Dem Genozid ging zudem eine tiefe wirtschaftliche Krise voraus. Die Umstrukturierung des Agrarsystems stürzte die Bevölkerung in Armut und Elend[39]. Die Wirtschaft des Landes litt unter dem rasanten Verfall des Kaffeepreises – 75 Prozent aller Exporte basierten auf der Kaffeeproduktion – und unter tiefgreifenden makroökonomischen Reformen auf Verlangen von Weltbank und Internationalem Währungsfonds (IWF). Dies verschärfte die schwelenden ethnischen Spannungen und beschleunigte den Prozess des politischen Zusammenbruchs[40].

Besonders bedeutend war die Krise des Agrarsystems auch deshalb, weil in Ruanda ca. 90 Prozent der Bevölkerung vom Ackerbau oder auf dem Land leben. Besonders unter arbeitslosen Jugendlichen und jungen Erwachsenen breitete sich angesichts dieser Umstände zunehmend ein Gefühl der Nutz- und Perspektivlosigkeit aus[41].

Der Soziologe W.I. Thomas weist treffend darauf hin: Wenn Objekte als real perzipiert werden, sind sie auch in ihren Konsequenzen real. Dies gilt auch für die Formierung von ethnischer Identität.[42] Im Falle von Ruanda war dies ein längerer Prozess, der sich durch die eben genannten Punkte progressiv zuspitzte, um dann letztendlich 1994 in der schlimmsten Art und Weise zu kulminieren.

Natürlich spielten hier auch im Vorfeld die Medien eine wichtige Rolle, jedoch soll es an dieser Stelle aufgrund der nachfolgenden Untersuchungen bei einer schlichten Erwähnung dieses wichtigen Phänomens bleiben.

Eine wichtige Rolle auf dem Weg zum Völkermord spielte auch die Rebellenarmee (RPF[43] ). 1990 begann diese von Uganda aus einen Angriff auf Ruanda und das Hutu-Regime, der jedoch mithilfe der französischen Unterstützung zurückgeschlagen werden konnte.

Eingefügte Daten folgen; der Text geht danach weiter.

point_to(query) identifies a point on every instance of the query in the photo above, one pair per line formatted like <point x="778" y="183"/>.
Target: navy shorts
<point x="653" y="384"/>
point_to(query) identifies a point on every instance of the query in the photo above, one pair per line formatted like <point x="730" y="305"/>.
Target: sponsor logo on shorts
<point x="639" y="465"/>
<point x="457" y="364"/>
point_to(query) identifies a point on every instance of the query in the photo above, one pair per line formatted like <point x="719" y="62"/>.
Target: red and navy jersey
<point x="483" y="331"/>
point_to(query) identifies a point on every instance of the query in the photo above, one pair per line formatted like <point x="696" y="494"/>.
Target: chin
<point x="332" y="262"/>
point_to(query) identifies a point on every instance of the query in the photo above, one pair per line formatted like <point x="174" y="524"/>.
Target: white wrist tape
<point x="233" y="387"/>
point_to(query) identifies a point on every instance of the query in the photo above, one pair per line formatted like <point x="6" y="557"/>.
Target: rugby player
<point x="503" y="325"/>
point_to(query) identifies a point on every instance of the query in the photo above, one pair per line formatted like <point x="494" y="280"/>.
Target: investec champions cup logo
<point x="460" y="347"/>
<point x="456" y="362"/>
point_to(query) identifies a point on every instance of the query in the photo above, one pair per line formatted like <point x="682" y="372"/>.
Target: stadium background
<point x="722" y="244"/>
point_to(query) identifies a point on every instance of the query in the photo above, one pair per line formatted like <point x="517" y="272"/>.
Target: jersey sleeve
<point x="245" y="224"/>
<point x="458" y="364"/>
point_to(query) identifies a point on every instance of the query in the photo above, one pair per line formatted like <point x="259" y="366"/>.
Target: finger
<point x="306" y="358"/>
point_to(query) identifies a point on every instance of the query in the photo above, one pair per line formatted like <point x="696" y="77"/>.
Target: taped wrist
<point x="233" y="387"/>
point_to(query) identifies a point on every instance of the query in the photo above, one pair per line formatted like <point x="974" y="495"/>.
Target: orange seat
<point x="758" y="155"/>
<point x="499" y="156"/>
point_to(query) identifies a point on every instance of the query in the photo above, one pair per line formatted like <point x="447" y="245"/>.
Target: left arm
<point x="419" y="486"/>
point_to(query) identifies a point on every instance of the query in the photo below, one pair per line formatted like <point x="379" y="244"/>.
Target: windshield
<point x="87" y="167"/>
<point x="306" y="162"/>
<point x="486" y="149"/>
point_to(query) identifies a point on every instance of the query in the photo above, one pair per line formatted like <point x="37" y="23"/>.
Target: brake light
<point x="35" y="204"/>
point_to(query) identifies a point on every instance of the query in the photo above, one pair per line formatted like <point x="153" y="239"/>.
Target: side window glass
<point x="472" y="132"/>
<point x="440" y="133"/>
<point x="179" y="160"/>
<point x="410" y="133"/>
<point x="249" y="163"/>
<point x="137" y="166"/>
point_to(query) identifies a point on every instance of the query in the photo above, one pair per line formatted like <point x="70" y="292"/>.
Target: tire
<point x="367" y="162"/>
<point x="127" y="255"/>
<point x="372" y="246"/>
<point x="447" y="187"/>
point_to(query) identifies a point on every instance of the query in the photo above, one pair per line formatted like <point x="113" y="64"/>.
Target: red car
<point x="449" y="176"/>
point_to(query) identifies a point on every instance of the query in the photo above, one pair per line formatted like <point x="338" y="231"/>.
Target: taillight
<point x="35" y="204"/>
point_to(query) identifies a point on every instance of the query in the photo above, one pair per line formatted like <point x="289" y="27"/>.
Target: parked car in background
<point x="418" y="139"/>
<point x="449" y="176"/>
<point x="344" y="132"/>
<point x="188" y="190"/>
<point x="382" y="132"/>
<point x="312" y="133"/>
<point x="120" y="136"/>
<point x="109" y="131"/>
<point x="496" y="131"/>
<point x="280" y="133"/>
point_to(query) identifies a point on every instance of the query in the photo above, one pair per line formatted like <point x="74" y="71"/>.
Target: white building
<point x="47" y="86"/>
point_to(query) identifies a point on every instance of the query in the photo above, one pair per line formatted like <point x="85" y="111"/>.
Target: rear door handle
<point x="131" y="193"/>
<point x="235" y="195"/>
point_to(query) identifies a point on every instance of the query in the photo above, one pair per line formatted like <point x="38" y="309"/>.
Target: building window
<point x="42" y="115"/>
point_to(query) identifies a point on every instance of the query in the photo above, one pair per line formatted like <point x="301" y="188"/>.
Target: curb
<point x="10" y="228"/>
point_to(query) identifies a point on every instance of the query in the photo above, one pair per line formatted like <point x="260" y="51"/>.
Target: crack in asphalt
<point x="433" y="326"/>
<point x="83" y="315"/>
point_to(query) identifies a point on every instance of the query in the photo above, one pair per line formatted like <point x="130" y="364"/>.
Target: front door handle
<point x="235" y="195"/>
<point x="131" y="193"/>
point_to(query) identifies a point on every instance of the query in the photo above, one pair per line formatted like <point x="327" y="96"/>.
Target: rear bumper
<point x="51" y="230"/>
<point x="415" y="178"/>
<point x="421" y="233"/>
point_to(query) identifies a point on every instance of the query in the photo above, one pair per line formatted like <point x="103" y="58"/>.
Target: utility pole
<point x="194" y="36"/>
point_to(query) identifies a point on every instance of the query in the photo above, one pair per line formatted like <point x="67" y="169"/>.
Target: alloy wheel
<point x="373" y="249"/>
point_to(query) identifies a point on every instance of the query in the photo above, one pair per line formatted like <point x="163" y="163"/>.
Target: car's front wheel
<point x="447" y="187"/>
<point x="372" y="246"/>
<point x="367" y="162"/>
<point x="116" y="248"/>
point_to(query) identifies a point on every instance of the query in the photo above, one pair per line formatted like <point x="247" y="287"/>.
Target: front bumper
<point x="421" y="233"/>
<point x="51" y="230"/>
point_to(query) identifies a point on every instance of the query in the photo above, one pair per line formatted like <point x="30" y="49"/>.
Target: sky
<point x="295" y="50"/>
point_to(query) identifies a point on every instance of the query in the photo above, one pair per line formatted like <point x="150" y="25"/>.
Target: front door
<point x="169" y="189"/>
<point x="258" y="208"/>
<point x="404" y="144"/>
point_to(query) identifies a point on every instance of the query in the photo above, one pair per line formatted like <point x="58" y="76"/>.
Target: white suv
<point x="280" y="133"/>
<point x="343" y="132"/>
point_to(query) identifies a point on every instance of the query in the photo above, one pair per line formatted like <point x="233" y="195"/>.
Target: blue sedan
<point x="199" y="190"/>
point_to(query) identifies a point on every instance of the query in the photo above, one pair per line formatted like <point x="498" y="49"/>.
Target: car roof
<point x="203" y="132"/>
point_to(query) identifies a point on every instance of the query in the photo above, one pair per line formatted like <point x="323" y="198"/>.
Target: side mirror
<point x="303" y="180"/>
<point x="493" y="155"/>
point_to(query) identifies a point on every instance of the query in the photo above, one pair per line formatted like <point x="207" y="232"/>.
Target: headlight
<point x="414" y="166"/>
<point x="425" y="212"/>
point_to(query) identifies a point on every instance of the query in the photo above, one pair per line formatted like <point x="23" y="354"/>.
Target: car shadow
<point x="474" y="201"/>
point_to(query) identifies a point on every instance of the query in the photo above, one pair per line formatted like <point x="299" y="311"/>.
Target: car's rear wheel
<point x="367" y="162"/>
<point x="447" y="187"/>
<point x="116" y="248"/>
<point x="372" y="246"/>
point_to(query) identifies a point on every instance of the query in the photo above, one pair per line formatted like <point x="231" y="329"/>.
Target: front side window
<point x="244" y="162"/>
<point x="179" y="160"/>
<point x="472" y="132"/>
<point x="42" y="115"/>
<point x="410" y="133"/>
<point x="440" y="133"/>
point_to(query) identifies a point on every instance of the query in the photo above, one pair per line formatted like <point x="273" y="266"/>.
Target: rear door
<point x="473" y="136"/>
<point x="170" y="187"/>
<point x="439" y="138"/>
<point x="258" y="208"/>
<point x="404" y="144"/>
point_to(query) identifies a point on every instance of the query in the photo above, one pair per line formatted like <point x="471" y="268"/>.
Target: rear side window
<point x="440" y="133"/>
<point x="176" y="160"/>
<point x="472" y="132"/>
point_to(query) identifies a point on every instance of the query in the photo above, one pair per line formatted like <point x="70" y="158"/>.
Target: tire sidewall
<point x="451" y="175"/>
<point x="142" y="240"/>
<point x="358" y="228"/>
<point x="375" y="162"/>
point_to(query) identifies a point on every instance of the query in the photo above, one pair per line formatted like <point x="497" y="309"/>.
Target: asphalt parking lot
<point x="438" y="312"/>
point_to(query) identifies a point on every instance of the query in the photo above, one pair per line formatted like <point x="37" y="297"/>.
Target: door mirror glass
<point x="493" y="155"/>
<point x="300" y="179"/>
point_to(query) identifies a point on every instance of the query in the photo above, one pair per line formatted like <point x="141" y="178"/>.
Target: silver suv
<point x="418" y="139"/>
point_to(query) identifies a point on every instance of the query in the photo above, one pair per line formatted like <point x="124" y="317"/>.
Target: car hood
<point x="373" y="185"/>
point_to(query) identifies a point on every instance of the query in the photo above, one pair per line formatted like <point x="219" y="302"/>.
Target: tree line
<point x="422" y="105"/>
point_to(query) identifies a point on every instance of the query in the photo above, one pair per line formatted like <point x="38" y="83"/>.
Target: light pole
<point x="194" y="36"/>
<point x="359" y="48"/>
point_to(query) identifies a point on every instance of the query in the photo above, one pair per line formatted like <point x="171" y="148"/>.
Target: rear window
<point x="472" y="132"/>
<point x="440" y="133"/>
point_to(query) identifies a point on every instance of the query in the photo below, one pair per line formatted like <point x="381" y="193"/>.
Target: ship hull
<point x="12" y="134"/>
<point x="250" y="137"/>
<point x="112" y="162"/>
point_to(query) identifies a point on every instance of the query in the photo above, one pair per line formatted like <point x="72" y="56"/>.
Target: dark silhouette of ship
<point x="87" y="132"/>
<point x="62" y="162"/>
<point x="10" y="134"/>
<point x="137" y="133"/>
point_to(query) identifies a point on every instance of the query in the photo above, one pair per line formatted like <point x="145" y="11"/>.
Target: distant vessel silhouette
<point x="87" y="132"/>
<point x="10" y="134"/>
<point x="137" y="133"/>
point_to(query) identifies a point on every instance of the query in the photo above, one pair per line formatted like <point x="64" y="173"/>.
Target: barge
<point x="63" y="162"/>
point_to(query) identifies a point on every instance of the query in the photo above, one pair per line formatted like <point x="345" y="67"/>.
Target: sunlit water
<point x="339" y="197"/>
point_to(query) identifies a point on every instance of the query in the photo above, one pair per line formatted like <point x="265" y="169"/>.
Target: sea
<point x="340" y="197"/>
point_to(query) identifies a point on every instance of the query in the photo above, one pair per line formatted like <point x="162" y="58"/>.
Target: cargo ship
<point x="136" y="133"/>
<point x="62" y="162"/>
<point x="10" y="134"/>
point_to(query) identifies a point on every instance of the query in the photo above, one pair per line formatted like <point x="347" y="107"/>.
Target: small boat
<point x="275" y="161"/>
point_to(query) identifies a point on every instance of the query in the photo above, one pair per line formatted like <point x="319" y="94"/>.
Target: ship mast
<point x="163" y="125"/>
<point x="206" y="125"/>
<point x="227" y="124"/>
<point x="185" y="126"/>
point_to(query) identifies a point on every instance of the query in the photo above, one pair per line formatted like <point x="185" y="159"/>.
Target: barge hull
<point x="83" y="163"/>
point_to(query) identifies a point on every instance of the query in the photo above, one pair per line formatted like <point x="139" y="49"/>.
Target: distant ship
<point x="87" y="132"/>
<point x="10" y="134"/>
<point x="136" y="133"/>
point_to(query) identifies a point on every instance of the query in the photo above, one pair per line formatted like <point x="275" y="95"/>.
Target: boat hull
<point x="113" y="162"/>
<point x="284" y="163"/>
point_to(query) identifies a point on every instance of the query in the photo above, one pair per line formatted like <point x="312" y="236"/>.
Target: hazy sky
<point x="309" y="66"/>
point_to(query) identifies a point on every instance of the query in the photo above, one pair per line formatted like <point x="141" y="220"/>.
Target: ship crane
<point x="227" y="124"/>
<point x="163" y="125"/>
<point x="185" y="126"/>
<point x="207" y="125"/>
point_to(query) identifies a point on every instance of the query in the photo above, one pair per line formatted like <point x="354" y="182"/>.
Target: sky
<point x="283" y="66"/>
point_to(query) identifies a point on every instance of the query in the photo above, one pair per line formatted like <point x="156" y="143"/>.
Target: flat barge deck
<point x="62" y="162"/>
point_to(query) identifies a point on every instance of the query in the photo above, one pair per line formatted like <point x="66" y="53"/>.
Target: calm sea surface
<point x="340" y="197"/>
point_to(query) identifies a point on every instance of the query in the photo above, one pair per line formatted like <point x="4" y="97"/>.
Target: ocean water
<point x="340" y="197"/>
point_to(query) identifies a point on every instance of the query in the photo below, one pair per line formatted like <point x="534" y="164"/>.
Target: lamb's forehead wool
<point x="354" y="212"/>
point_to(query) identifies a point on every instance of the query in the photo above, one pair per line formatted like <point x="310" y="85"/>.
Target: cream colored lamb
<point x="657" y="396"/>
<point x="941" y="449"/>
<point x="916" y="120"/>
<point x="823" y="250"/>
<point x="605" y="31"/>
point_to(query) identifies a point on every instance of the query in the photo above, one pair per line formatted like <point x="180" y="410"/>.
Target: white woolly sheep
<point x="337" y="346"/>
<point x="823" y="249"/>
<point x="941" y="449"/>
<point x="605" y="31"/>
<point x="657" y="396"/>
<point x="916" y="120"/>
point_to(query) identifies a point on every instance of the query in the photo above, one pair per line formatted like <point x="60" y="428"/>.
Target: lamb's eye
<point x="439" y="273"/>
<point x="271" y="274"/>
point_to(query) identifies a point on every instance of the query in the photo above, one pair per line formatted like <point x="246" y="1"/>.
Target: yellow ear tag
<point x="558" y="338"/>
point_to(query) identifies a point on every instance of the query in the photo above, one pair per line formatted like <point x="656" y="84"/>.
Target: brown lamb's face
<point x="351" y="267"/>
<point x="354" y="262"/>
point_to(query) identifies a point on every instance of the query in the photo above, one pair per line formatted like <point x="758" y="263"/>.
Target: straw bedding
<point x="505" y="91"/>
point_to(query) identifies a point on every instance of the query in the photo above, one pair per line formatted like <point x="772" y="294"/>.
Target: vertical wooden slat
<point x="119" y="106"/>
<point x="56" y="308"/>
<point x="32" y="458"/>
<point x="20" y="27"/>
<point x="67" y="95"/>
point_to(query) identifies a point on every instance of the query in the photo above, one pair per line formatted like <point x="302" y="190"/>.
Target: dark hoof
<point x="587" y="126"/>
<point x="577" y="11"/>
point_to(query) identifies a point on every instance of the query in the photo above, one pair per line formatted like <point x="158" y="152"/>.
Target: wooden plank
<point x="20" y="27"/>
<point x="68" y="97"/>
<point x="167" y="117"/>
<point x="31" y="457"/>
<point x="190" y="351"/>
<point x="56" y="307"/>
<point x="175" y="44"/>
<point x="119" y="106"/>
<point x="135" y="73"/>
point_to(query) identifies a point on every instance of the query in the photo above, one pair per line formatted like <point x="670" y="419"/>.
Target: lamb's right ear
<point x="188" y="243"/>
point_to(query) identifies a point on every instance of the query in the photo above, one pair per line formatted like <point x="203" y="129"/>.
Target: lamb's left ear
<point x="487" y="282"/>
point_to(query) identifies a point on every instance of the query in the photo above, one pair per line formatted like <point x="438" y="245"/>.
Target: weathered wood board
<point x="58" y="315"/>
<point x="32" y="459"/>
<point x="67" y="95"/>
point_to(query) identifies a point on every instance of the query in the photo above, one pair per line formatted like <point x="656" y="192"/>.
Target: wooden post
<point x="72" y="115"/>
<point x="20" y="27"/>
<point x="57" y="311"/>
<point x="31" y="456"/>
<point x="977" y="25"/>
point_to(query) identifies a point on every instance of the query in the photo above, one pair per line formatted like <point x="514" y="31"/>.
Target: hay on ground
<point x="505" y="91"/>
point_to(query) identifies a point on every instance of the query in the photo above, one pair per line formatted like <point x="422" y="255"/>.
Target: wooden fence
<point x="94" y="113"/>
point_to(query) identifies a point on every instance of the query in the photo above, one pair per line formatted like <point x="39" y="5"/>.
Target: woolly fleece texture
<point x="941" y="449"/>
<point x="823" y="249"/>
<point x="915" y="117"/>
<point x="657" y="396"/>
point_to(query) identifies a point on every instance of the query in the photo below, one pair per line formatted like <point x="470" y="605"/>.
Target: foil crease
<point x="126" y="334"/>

Ganz wichtig ist hier das Gefühl der allgegenwärtigen Bedrohung durch die RPF, das nach diesen Attacken durch die Hutu-Regierung verbreitet wurde. Die Angst der Hutu vor den Tutsi sollte geschürt werden und die Angriffe der RPF spielten den Machthabern natürlich in die Karten. Diese Angst, die von nun an immer wieder heraufbeschworen wurde, hatte einen großen Anteil daran, dass vier Jahre später ganz normale Hutu, die bislang nie straffällig geworden waren, zu den Waffen griffen und ihre Nachbarn und andere Tutsi auf grausame Weise umbrachten.

1993 bildete sich dann eine parteiübergreifende Sammlungsbewegung, die Hutu-Power. Diese Bewegung, von extremen Hutu aus dem Umfeld des Präsidenten organisiert, hatte das Endziel, einen Staat ohne Tutsi und ohne oppositionelle Hutu etablieren zu können. Bei der Vorbereitung und Durchführung des Genozids kam der Hutu-Power eine bedeutende Rolle zu, da sie die gegen die Tutsi gerichteten Kräfte vereinte und die Organisation konzentrierte.

Der Völkermord wurde dann durch die Ermordung des Präsidenten Habyarimana ausgelöst. Am 6. April 1994 wurde das Flugzeug, mit dem er gemeinsam mit dem burundischen Präsidenten nach Kigali, der Hauptstadt Ruandas, flog, mit einer Rakete abgeschossen. Wer dafür verantwortlich war, ist bis heute ungeklärt, allerdings nutzten extremistische Hutu dieses Ereignis – ähnlich wie die Nationalsozialisten den Reichstagsbrand 1933 - um gegen oppositionelle Hutu und Tutsi in Kigali gewaltsam vorzugehen.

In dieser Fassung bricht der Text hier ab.